To this end, I am involved in a research effort that, in addition to studying the clinical and basic sciences underlying bipolar disorder, is grounded in the experiences of those who have the illness. The Breakthrough Discoveries for Thriving with Bipolar Disorder (BD2) Integrated Network connects research and clinical care through a longitudinal cohort study of people with bipolar disorder. It will allow scientists and clinicians to collect rich qualitative and quantitative data over the course of five years, all while improving clinical care in near-real time. This approach offers hope to shorten the current average of 17 years to translate scientific discovery to effective clinical treatment for people with bipolar disorder.
The product of a unique collaboration between Johns Hopkins University, where I work, and institutions like the Mayo Clinic and Mass General Brigham’s McLean Hospital, the study is based on sophisticated, continuous engagement with participants to understand their daily lives while improving their care. Participants will be asked which treatments have helped them and which have not, what they find most painful and debilitating, and what they would most like to see improved in their care. The questions were developed in close consultation with people who have bipolar disorder, myself included. The first participants were recently recruited. This model of bringing doctors and their patients together with researchers and scientists is a significant step forward for an illness as personal as this one.
As someone who has lived with bipolar disorder most of my life, it’s heartening to see thoughtful people investing time, effort, imagination, and money into studying this illness. It gives hope to people with a difficult disease. But it’s up to those in science and medicine to answer that hope with earlier and more accurate diagnoses and better treatments. By meaningfully engaging with people with bipolar disorder and translating their experiences into scientific research, it’s possible to move from hope to real improvement in treatment.

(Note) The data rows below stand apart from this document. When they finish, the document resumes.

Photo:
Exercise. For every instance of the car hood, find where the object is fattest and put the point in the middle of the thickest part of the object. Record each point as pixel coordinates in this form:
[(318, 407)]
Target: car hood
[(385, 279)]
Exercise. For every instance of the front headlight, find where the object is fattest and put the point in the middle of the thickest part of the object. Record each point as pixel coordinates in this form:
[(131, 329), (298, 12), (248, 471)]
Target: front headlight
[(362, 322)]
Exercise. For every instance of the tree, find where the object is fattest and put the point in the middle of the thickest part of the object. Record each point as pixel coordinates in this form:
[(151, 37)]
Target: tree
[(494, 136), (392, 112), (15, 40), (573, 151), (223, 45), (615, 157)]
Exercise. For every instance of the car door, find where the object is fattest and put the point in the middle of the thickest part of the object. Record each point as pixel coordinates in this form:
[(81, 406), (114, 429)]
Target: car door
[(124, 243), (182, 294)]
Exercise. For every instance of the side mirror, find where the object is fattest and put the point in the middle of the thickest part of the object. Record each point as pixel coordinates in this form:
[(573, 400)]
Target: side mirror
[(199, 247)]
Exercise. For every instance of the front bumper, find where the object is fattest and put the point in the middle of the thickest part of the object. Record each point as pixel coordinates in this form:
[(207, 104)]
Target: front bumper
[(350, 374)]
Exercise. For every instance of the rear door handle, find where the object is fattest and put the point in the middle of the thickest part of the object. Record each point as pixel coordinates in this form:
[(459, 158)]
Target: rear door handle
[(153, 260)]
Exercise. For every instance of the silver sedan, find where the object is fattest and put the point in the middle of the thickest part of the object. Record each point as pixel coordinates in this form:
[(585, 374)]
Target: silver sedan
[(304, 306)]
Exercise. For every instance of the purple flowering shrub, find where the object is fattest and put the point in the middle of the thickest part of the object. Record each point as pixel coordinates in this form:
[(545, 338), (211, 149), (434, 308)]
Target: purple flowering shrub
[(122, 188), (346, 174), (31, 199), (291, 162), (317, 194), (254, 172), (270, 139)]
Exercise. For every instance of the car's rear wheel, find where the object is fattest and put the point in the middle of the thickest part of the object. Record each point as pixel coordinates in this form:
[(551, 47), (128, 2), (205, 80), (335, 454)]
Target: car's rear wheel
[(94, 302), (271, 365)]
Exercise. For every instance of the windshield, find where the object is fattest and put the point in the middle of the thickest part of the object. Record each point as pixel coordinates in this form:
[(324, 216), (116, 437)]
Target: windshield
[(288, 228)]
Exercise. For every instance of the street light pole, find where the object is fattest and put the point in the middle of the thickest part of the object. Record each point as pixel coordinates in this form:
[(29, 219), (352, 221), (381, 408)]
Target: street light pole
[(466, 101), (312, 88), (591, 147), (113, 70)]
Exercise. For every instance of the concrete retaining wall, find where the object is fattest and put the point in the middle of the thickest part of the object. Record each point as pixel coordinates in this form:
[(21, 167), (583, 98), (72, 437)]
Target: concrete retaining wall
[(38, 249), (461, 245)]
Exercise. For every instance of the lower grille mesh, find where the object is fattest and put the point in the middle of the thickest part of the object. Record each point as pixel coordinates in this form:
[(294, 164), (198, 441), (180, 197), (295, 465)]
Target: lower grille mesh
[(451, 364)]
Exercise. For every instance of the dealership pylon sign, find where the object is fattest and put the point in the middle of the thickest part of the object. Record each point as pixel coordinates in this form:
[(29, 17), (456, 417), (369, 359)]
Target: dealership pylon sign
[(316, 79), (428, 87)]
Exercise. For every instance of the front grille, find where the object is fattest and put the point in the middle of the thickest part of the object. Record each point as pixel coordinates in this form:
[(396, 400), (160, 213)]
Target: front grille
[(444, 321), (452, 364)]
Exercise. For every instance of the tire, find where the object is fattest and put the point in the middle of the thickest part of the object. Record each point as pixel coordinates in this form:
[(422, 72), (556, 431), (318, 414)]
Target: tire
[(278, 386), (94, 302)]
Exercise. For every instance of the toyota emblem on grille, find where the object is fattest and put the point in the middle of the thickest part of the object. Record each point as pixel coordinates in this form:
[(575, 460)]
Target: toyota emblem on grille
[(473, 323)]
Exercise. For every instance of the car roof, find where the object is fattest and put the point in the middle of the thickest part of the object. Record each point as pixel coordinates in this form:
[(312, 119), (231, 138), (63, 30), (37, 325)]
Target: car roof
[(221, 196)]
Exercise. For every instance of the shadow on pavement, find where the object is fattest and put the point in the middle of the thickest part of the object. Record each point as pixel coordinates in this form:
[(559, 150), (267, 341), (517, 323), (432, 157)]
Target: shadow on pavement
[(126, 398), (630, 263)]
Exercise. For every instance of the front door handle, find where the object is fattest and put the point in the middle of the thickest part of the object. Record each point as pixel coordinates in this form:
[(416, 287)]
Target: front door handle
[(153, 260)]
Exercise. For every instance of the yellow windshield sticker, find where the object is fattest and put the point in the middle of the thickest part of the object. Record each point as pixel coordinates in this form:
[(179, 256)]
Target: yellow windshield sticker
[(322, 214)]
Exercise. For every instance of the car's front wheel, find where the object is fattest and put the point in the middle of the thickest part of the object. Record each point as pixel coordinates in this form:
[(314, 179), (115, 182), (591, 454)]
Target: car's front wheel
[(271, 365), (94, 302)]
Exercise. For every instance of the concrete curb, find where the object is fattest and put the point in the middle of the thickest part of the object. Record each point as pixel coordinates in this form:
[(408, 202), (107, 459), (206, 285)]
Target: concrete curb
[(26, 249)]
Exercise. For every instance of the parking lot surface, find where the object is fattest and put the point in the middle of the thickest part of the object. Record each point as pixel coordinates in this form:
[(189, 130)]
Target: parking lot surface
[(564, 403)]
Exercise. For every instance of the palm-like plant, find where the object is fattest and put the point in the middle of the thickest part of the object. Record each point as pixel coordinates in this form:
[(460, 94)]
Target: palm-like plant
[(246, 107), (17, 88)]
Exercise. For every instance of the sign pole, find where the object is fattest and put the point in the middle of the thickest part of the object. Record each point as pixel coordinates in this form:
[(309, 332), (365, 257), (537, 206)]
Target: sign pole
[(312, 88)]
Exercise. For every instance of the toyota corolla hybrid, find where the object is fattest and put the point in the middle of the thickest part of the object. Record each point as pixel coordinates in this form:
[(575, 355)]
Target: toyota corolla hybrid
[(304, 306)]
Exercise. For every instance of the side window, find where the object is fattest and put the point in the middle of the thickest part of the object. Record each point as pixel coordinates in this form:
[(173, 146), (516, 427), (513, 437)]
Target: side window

Kay Redfield Jamison, Ph.D., is the Dalio Professor in Mood Disorders and professor of psychiatry at the Johns Hopkins University School of Medicine; co-director of the Johns Hopkins Mood Disorders Center; author of An Unquiet Mind (Knopf, 1995), “Fires in the Dark: Healing the Unquiet Mind” (Deckle Edge, 2023), and other books about mental illness; and an advisor to the BD2 Network, a philanthropically funded scientific initiative.